Saudi ministry clarifies granting of citizenship

JEDDAH — Expatriates seeking Saudi citizenship crowded the offices of Civil Affairs Department across the Kingdom following a report in an Arabic daily concerning granting citizenship to all foreigners born in Saudi Arabia. At least 10,000 foreign children are born in the Kingdom annually, especially in recent years from 2001 to 2006 when a large number of expatriate workers began bringing their families.

By From Habib Shaikh (Our correspondent)

Published: Mon 14 May 2007, 9:01 AM

Last updated: Sun 5 Apr 2015, 4:23 AM

According to one report, at least 20,000 foreigners will benefit from the new decision. Soon after the spread of the news, a large number of expatriates born in the Kingdom — Pakistanis, Indians, Yemenis, Egyptians, Syrians, Eritreans, Sudanese and other nationals — thronged Civil Affairs offices across the country to get application forms.

An official source at the Civil Affairs Department in Dammam said they had not received any information on granting citizenship to all foreigners born in the Kingdom. ‘If there is any change in the citizenship law, we’ll be the first to be informed by the authorities,’ the source said.
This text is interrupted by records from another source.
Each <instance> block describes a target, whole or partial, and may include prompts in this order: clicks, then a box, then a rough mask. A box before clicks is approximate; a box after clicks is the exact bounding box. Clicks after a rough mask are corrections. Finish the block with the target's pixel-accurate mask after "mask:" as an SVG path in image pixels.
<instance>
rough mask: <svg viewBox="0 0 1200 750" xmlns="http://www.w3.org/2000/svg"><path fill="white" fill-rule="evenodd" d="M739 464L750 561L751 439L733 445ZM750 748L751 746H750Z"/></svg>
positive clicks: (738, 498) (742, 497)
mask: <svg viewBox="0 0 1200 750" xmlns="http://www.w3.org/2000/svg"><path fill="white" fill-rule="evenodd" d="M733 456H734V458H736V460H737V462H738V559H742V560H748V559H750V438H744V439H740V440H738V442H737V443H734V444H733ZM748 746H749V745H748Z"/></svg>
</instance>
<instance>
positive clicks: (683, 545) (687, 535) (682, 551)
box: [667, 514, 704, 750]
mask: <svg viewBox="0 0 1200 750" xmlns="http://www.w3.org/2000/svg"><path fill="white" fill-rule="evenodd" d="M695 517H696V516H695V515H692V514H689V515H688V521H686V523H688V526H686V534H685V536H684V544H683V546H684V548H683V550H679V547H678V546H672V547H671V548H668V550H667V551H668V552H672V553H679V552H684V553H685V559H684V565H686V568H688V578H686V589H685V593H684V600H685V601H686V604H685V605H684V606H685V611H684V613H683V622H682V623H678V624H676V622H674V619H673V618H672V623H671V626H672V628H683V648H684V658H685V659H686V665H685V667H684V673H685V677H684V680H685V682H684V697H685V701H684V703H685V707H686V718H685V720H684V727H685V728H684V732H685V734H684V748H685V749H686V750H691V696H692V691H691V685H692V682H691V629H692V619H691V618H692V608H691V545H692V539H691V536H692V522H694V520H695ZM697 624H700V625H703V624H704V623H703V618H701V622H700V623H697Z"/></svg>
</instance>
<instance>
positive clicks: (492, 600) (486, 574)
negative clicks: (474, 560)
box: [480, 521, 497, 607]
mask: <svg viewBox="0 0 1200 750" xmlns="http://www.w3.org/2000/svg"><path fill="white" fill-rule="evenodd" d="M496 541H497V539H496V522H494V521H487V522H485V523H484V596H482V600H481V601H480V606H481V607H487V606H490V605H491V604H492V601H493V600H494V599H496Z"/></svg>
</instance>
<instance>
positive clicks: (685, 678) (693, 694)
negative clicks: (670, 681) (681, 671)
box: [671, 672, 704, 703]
‘Saudi authorities have started granting citizenship to foreigners born in the Kingdom, who have reached the age of puberty,’ the daily reported quoting Maj Gen. Abdul Qader Kamal, a member of the security committee of the 150-member Shoura Council.

The official said foreigners born in the Kingdom would be given a grace period of one year to decide on either accepting Saudi citizenship or preserving their existing foreign citizenship.

A foreign man will be given citizenship soon after reaching puberty while a foreign woman has to wait until she is married to a Saudi. But an official source at the Interior Ministry and officials at Civil Affairs Department said granting citizenship under the new law was restricted to foreigners born to Saudi mothers. ‘Reports that all foreigners born to non-Saudi fathers and mothers will be given citizenship are not true,’ the ministry source said.

The Civil Affairs Office in Jeddah was also crowded with foreigners seeking citizenship as officials at the office were amazed at the sudden influx of foreigners. Turki Al Malafikh, director of the department, said he was not informed about the new citizenship plan. ‘According to standing instructions, only those foreigners born to Saudi mothers are entitled to get citizenship,’ he said.

The Civil Affairs Office in the holy city of Madinah also witnessed an unprecedented crowd of foreigners. ‘A large number of expatriates, who were born and brought up in Saudi Arabia, visited the department after hearing the news. Many foreigners aspire to become Saudi citizens since the country is home to the Two Holy Mosques. There are others who either don’t want to go back or don’t have a country to return to. They were born and brought up in the Kingdom, speak Arabic and have studied at Saudi schools. Foreigners receiving Saudi citizenship will enjoy many benefits in terms of establishing businesses, receiving health, educational and pension benefits and not being hampered by the Saudisation law.

They will also be able to bring their relatives from abroad on Haj, Umrah and visit visas under their sponsorship. The Cabinet recently changed Article 16 of the Citizenship Law, which now reads as follows: The interior minister can grant Saudi citizenship to a foreign woman married to a Saudi or the foreign widow of a Saudi, if she applies for it and relinquishes her original citizenship. The interior minister can also cancel her Saudi citizenship if she ends her marital relationship with the Saudi for any reason and retains her original citizenship or any other foreign citizenship. The minister can authorise other officials in the ministry to exercise the power mentioned in the article.’